The coroner discovered that Brian Pillman had heart disease that he did not know about and had died from a heart attack. Cocaine was found in his system and is believed to have been partially responsible for his death.

Brian Pillman was cremated. Half of his ashes were given to his wife Melanie. The other half was given to Steve Austin.

Pillman’s Widow Speaks Out

The day after Brian Pillman died, his then estranged wife Melanie King gave an interview with Vince McMahon, talking about her family. Although at the time, she seemed friendly with the WWF, Melanie has since revealed that she felt pressure to give the interview in order to receive a payment from the federation to help provide for her children.
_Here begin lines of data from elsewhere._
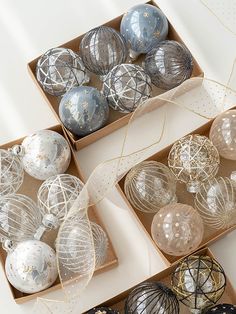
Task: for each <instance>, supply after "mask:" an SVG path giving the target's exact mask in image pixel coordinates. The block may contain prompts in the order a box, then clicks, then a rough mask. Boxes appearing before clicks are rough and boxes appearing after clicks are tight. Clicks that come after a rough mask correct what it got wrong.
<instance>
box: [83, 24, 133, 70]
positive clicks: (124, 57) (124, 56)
mask: <svg viewBox="0 0 236 314" xmlns="http://www.w3.org/2000/svg"><path fill="white" fill-rule="evenodd" d="M79 49H80V54H81V57H82V60H83V62H84V65H85V66H86V68H87V69H88V70H89V71H91V72H93V73H95V74H97V75H106V74H107V73H108V72H109V71H110V70H111V69H112V68H113V67H114V66H116V65H117V64H121V63H123V62H125V60H126V59H127V56H128V49H127V46H126V42H125V39H124V38H123V36H122V35H121V34H120V33H119V32H117V31H116V30H115V29H113V28H111V27H108V26H99V27H97V28H94V29H92V30H90V31H89V32H87V33H86V34H85V36H84V37H83V39H82V41H81V43H80V47H79Z"/></svg>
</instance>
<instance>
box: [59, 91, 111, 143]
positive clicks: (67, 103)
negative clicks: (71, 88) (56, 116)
mask: <svg viewBox="0 0 236 314" xmlns="http://www.w3.org/2000/svg"><path fill="white" fill-rule="evenodd" d="M59 116H60V119H61V121H62V123H63V124H64V126H65V127H66V128H67V129H68V130H70V131H71V132H72V133H73V134H75V135H77V136H80V137H82V136H85V135H88V134H90V133H92V132H94V131H96V130H98V129H100V128H101V127H102V126H103V125H104V124H105V123H106V122H107V120H108V116H109V107H108V104H107V101H106V99H105V98H104V97H103V95H102V94H101V93H100V92H99V91H98V90H97V89H96V88H94V87H88V86H80V87H75V88H73V89H72V90H70V91H69V92H68V93H66V94H65V95H64V96H63V97H62V99H61V102H60V106H59Z"/></svg>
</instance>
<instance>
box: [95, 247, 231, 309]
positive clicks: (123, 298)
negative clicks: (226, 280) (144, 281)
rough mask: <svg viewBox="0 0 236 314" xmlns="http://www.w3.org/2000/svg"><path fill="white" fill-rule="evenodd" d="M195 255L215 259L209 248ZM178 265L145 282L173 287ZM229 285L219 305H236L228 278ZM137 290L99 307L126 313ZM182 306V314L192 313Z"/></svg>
mask: <svg viewBox="0 0 236 314" xmlns="http://www.w3.org/2000/svg"><path fill="white" fill-rule="evenodd" d="M194 255H201V256H210V257H213V258H214V256H213V254H212V252H211V251H210V249H208V248H204V249H202V250H200V251H198V252H196V253H195V254H194ZM175 267H176V264H173V265H172V266H170V267H168V268H167V269H165V270H163V271H162V272H160V273H158V274H157V275H154V276H152V277H150V278H148V280H145V281H161V282H163V283H164V284H166V285H167V286H168V287H171V284H170V280H171V274H172V273H173V271H174V270H175ZM226 280H227V283H226V289H225V292H224V294H223V296H222V297H221V299H220V300H219V301H218V304H220V303H229V304H235V303H236V291H235V289H234V288H233V286H232V284H231V282H230V280H229V279H228V278H227V279H226ZM134 288H135V286H134V287H132V288H131V289H128V290H126V291H124V292H122V293H121V294H119V295H117V296H115V297H114V298H112V299H110V300H108V301H106V302H104V303H103V304H100V305H98V306H108V307H110V308H113V309H116V310H118V311H119V313H120V314H123V313H124V305H125V300H126V298H127V297H128V295H129V293H130V292H131V291H132V290H133V289H134ZM179 304H180V314H189V313H190V311H189V310H188V308H187V307H186V306H184V305H183V304H182V303H181V302H180V303H179Z"/></svg>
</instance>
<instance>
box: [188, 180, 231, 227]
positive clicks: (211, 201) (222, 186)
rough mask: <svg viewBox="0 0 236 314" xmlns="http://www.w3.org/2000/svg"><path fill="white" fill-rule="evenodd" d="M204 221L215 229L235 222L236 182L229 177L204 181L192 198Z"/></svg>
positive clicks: (223, 226) (208, 224)
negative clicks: (234, 181) (193, 196)
mask: <svg viewBox="0 0 236 314" xmlns="http://www.w3.org/2000/svg"><path fill="white" fill-rule="evenodd" d="M194 204H195V208H196V209H197V210H198V212H199V214H200V215H201V217H202V219H203V221H204V223H205V224H206V225H209V226H211V227H212V228H215V229H225V228H229V227H231V226H233V225H234V224H236V183H235V182H234V181H233V180H230V179H229V178H226V177H225V178H223V177H219V178H213V179H211V180H209V181H206V182H204V183H203V184H202V185H201V187H200V190H199V192H198V193H197V194H196V197H195V200H194Z"/></svg>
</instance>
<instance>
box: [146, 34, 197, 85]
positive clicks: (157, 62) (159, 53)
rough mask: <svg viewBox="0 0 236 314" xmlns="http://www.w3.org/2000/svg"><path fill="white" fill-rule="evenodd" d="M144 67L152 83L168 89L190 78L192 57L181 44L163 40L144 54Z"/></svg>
mask: <svg viewBox="0 0 236 314" xmlns="http://www.w3.org/2000/svg"><path fill="white" fill-rule="evenodd" d="M144 68H145V71H146V72H147V73H148V74H149V76H150V78H151V80H152V83H153V84H154V85H156V86H157V87H159V88H162V89H165V90H169V89H172V88H174V87H176V86H178V85H180V84H181V83H183V82H184V81H185V80H186V79H188V78H190V76H191V74H192V71H193V58H192V56H191V53H190V52H189V50H188V49H187V48H186V47H185V46H184V45H183V44H180V43H178V42H177V41H174V40H164V41H162V42H160V43H158V44H157V45H156V46H155V48H153V49H152V50H151V51H150V52H149V53H148V54H147V55H146V58H145V62H144Z"/></svg>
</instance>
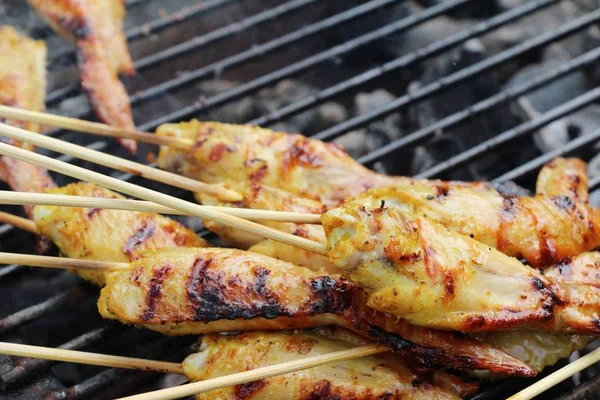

During interviews in the years that followed, she has expressed a belief that the WWF was at least partially responsible for Brian’s death due to the big demands that they placed on the wrestler.

After the Brian Pillman Death Story: Remembering the Wrestler

From 1998 to 2001, Brian Pillman was remembered at the annual Brian Pillman Memorial Show, a charity event that raised proceeds for his children. Fans still remember Pillman to this day, and he has been featured in a number of wrestling video games, including the 2015 game WWE 2K16. His feud with Stone Sold Steve Austin, particularly when he pulled out a gun on a 1996 episode of Raw, is often cited as marking the unofficial start of the WWF’s Attitude Era.